Organ specific: Brain: Cerebral edema Lung: Intra-alveolar=pulmonary edema, intra-pleural=pleural effusion Peritoneum=ascites Severe generalized edema=anasarca
Reduced oncotic pressure: Reduction in production of colloids--- plasma proteins. Liver failure Malnutrition
Increase in loss of colloids--- plasma proteins. Nephrotic syndrome Catabolic states
Increase capillary hydrostatic pressure: Venous end: Heart failure, deep venous thrombosis, superior vena cava obstruction etc. Arterial end: Pre-capillary dilatation.
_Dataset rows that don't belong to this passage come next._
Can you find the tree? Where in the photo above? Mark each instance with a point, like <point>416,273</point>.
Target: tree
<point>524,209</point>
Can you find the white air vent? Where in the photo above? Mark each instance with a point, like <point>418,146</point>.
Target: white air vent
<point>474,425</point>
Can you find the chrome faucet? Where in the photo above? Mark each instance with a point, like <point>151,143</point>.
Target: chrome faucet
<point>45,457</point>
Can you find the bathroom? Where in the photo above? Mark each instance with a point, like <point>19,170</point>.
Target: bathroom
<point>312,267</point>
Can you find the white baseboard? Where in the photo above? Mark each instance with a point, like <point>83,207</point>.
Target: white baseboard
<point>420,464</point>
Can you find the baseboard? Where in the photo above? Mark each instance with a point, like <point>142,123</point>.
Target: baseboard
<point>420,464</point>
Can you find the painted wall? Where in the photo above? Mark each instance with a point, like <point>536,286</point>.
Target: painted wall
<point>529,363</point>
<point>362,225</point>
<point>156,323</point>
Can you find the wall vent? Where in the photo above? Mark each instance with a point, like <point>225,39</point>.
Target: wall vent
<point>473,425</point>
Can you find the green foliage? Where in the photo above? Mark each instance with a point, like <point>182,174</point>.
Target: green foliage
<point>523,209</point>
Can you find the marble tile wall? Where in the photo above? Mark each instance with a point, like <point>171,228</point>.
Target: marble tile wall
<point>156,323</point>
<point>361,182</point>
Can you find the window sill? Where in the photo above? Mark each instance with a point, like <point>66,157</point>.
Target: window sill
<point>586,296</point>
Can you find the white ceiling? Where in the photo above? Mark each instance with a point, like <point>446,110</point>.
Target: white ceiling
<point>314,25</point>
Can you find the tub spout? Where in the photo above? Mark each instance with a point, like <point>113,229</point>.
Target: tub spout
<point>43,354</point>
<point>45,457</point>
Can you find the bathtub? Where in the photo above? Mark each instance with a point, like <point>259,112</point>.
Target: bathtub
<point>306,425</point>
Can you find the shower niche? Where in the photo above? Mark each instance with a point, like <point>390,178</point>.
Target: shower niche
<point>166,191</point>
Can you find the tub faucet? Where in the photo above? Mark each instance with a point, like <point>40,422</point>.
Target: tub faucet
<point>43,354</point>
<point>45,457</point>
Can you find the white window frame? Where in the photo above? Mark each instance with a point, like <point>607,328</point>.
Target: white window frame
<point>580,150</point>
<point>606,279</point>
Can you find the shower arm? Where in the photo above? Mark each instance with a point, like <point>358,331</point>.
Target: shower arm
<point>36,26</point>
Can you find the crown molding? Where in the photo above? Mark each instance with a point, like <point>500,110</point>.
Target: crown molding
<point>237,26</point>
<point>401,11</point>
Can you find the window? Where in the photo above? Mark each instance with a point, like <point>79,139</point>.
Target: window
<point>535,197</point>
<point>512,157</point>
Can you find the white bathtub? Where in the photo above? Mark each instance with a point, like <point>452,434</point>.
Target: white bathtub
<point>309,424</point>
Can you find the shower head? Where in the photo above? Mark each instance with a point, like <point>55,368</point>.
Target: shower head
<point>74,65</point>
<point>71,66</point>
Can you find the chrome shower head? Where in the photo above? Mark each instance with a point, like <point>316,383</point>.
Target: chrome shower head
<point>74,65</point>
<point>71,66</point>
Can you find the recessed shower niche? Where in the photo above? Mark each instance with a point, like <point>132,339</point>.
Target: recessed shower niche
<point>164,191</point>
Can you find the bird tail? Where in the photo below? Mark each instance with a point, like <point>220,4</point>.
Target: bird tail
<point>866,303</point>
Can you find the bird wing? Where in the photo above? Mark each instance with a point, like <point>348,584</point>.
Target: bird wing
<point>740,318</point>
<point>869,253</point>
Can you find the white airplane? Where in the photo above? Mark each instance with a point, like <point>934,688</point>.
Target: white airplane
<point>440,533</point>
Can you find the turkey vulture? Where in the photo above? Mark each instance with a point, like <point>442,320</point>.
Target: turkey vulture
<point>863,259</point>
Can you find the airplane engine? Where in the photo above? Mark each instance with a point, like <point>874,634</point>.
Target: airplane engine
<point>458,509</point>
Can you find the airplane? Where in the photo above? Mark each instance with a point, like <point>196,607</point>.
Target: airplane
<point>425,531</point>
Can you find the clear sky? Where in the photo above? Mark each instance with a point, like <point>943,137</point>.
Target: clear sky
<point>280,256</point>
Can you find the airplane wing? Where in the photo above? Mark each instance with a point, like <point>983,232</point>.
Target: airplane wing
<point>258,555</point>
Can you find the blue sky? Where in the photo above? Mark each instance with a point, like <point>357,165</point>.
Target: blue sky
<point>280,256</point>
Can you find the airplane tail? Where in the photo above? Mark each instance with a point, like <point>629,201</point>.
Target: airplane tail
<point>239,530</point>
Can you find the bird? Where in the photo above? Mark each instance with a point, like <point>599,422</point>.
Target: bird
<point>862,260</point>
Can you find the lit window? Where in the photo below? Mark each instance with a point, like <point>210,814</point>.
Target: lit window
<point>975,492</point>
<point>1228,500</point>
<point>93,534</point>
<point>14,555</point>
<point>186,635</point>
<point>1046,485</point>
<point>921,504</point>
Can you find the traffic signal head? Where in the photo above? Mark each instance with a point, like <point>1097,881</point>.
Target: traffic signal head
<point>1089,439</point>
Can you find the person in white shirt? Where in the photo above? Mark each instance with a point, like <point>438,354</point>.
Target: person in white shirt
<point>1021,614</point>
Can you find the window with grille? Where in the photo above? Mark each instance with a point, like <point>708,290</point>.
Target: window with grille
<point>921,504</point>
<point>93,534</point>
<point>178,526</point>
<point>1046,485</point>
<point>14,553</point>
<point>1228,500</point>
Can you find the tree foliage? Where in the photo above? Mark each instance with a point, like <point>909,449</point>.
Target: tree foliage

Calcium channel blockers.
Increased interstitial oncotic pressure: Lymphatic obstruction: Primary vs secondary group.
Capillary leaks: Result of capillary damage: Pleura: Infections, tumors Alveoli: Inhalation of noxious substance, eg chlorine gas etc
Diverse causes of edema: Anaemia Hypothyroidism
Hormones involved in edema: Renin angiotensin aldosterone system: secondary hyperaldosteronism ADH (Vasopressin) ANP
Clinical physiological approach to edema: Hypervolemia: Vs Normovolemia:
Jugular venous pressure: Elevated and pulsating: =hypervolemia Then edema: Due to increased capillary hydrostatic pressure: Cardiac failure, or isolated RV (pulm HT) Hypervolemia caused by transfusion
Normal JVP: Unilateral Unilateral increase in capillary pressure Deep venous thrombosis OR: Unilateral increase in interstitial colloid osmotic pressure Lymphatic obstruction (radiation, filariasis, congenital)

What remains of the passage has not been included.